A few months later, Yurtseven signed with the Miami Heat. From there, his NBA journey went an entirely different route than anyone could have expected.

Fast-forward six months and Yurtseven has been an integral piece in the Miami Heat’s success this season. Once Adebayo went out with a thumb injury, Yurtseven was thrown into the fire as a backup big alongside Dewayne Dedmon. Over a fast-growing sample size of minutes and games, Yurtseven has passed his first NBA test with flying colors.

He will likely slide into a scaled-back reserve role after this weekend as Adebayo soaks up heavy minutes at center, but he’s now become an intriguing long-term development piece for Miami.

Heading into Friday’s matchup against the Atlanta Hawks, the Heat have carried an above .500 record at 13-7 without their All-Star big man.
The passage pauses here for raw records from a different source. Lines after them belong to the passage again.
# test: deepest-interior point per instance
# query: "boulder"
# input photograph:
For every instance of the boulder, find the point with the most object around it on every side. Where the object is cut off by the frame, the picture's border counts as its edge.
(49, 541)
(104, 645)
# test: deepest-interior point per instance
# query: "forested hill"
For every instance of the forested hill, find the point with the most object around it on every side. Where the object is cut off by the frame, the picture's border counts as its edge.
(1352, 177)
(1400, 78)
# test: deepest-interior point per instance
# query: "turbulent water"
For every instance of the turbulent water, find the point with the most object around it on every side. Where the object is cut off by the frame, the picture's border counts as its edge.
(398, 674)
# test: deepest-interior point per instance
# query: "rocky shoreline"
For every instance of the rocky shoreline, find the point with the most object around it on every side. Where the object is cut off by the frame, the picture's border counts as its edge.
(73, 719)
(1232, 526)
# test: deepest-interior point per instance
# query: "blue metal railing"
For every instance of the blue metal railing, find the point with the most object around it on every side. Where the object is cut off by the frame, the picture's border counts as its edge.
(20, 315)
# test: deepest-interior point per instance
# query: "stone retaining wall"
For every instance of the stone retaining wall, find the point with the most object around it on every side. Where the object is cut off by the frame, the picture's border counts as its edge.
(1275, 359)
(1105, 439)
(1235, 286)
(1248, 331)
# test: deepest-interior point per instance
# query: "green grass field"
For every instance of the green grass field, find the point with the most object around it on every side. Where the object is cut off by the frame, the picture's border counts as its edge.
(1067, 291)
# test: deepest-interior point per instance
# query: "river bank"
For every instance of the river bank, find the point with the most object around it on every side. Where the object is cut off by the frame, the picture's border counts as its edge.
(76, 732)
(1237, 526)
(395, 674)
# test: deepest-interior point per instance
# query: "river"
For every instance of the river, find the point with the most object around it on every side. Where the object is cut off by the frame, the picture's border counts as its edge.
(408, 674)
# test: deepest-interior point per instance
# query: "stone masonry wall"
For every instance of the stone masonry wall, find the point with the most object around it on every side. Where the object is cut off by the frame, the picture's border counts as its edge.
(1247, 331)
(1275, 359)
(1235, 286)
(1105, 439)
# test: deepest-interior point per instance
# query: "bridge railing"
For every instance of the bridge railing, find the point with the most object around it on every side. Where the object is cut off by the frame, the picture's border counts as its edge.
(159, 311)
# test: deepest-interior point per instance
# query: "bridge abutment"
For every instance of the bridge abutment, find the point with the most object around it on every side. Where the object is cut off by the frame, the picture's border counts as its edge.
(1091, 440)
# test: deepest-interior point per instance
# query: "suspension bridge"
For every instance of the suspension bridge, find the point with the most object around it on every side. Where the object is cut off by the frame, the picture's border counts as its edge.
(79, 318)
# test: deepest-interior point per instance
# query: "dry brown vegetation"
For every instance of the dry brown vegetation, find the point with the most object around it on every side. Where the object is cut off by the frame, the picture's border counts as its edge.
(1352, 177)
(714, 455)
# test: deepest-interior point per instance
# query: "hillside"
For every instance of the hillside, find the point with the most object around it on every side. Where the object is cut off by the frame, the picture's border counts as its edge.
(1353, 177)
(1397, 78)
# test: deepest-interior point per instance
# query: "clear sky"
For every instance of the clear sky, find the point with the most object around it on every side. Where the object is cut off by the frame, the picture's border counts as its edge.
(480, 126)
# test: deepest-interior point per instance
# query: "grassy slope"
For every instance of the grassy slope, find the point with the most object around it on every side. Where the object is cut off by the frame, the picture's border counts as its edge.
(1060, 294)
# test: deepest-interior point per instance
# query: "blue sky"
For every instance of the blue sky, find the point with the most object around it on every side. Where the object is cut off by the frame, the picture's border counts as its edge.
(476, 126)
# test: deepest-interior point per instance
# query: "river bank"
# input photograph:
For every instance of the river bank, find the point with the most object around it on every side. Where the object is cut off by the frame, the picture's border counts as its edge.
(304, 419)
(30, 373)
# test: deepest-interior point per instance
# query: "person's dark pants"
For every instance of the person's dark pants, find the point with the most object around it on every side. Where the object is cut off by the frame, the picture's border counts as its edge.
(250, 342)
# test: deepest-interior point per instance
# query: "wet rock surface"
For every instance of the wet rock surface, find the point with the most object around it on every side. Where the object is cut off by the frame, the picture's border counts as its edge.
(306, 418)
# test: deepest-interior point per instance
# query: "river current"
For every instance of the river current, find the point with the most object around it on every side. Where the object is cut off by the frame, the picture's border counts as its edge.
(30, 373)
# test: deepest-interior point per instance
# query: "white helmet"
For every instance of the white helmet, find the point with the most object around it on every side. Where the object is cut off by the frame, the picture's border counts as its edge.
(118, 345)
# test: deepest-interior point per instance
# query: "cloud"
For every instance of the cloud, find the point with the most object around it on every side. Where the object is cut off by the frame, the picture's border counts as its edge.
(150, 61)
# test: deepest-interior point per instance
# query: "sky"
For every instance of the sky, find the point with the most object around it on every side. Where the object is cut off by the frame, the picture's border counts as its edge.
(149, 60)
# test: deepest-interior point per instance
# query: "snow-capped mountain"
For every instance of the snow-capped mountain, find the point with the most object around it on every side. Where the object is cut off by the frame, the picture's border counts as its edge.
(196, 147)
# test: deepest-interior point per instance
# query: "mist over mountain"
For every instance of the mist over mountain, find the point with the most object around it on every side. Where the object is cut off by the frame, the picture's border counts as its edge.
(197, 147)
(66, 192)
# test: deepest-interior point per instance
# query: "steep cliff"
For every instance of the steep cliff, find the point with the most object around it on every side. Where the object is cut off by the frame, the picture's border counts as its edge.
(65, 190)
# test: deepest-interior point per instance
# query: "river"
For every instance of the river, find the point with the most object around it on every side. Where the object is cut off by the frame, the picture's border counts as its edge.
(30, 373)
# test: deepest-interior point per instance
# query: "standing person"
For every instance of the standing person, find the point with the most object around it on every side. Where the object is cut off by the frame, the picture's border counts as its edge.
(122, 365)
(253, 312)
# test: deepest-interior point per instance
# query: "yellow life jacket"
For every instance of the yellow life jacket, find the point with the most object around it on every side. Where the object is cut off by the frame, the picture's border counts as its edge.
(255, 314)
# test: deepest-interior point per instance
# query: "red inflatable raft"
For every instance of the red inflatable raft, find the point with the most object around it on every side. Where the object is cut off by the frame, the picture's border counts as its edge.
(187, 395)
Miami’s ability to stay afloat is closely linked with how many underrated pieces stepped up for the team along the way. It should be noted that even during this stretch, Jimmy Butler was in-and-out of the starting lineup multiple times as well.

Tyler Herro looked the part, once again, of an instrumental building block for their young core. Duncan Robinson snapped out of his season-long shooting slump. Kyle Lowry’s offseason addition loomed large as his veteran presence was massive for the undermanned Heat.
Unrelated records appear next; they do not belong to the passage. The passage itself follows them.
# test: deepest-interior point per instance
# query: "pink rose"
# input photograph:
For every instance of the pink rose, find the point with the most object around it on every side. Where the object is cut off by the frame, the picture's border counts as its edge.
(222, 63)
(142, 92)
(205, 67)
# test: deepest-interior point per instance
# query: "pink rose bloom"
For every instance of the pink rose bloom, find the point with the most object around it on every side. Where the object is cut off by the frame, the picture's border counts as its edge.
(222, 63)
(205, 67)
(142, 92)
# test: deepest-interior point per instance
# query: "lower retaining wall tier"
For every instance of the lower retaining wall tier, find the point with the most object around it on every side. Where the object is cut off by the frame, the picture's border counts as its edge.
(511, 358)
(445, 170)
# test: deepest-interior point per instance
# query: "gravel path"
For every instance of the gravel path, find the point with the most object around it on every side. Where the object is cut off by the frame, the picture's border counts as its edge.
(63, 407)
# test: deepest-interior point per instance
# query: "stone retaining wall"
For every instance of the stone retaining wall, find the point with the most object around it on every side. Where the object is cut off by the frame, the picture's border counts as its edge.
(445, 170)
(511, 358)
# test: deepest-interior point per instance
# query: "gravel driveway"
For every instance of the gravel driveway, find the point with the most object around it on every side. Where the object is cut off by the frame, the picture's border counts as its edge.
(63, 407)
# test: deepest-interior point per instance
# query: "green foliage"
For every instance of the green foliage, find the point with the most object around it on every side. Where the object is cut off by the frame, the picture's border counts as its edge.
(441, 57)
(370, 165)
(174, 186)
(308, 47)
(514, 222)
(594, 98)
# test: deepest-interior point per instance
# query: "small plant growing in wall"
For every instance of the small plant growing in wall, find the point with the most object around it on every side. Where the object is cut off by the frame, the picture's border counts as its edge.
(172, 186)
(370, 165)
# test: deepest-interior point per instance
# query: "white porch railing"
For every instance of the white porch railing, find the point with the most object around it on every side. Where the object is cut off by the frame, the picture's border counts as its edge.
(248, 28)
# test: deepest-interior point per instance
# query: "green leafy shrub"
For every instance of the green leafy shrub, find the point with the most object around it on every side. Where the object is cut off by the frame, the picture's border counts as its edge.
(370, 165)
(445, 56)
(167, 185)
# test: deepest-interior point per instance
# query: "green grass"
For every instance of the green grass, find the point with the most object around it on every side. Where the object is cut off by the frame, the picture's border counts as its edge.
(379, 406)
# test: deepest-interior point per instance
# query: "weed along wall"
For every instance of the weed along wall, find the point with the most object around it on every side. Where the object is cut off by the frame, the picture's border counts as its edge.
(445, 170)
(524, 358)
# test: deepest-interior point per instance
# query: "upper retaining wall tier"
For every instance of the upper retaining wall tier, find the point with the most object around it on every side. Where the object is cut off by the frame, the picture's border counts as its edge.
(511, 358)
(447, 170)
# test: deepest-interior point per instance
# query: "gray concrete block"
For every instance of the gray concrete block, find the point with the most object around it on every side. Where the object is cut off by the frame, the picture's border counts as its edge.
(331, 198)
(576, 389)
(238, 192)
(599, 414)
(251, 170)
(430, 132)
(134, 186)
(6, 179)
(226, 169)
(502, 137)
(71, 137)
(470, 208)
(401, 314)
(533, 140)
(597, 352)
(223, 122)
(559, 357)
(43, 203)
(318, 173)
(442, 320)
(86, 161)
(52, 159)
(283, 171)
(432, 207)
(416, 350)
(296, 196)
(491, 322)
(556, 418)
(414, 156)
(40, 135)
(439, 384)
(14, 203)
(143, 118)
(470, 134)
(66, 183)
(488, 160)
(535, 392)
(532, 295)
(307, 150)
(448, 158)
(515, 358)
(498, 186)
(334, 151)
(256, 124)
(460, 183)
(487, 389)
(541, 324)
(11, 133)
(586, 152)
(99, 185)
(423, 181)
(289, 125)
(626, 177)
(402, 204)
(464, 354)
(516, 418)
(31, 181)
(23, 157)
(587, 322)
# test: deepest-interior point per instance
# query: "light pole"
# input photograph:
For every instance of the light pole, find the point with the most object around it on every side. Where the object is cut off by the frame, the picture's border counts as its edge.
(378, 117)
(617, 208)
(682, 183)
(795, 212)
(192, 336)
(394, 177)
However the most impressive player in my eyes was the unheralded Turkish big who has now carved out a golden opportunity for himself in Miami.

Since Yurtseven became a fixture in the Heat’s rotation, he has averaged 10.3 points, 13.8 rebounds and 2.2 assists in 28.7 minutes per game. That’s a big enough sample size over 12 games to parse through the unique elements Yurtseven brings to the Heat’s frontcourt.

Yurtseven has displayed elite rebounding traits, placing him in the upper-echelon alongside well-known board gobblers (Rudy Gobert, Nikola Jokic, Clint Capela), as well as showing promising floor-spacing potential. More recently, though, Yurtseven has brought intrigue via an ability to find open shooters, often operating as a high-post facilitator. Over his last three games, Yurtseven has dished out 18 assists. That’s more dimes than Yurtseven put together since the stretch when he originally entered Miami’s rotation (17).

Yurtseven’s blossoming all-around development has of course caught the eye of Heat head coach Erik Spoelstra.

“He has good vision," Heat coach Erik Spoelstra said after Yurtseven’s career-high 8 assists against the Phoenix Suns. "He has size. and he's had some games for us where he's been able to find open cutters, dribbles out to shooters. He's really improved in that aspect of helping somebody else get an open look. He’s earned more touches in those situations to be able to do a little bit of playmaking for us.”

Add it all together and it's obvious the 23-year-old big man is just now beginning to scratch the surface of what his potential could truly become in South Beach.

Miami hit the lottery again with their renowned player development program. Omer Yurtseven is a keeper, and he’s well on his way to being a vital piece in their puzzle.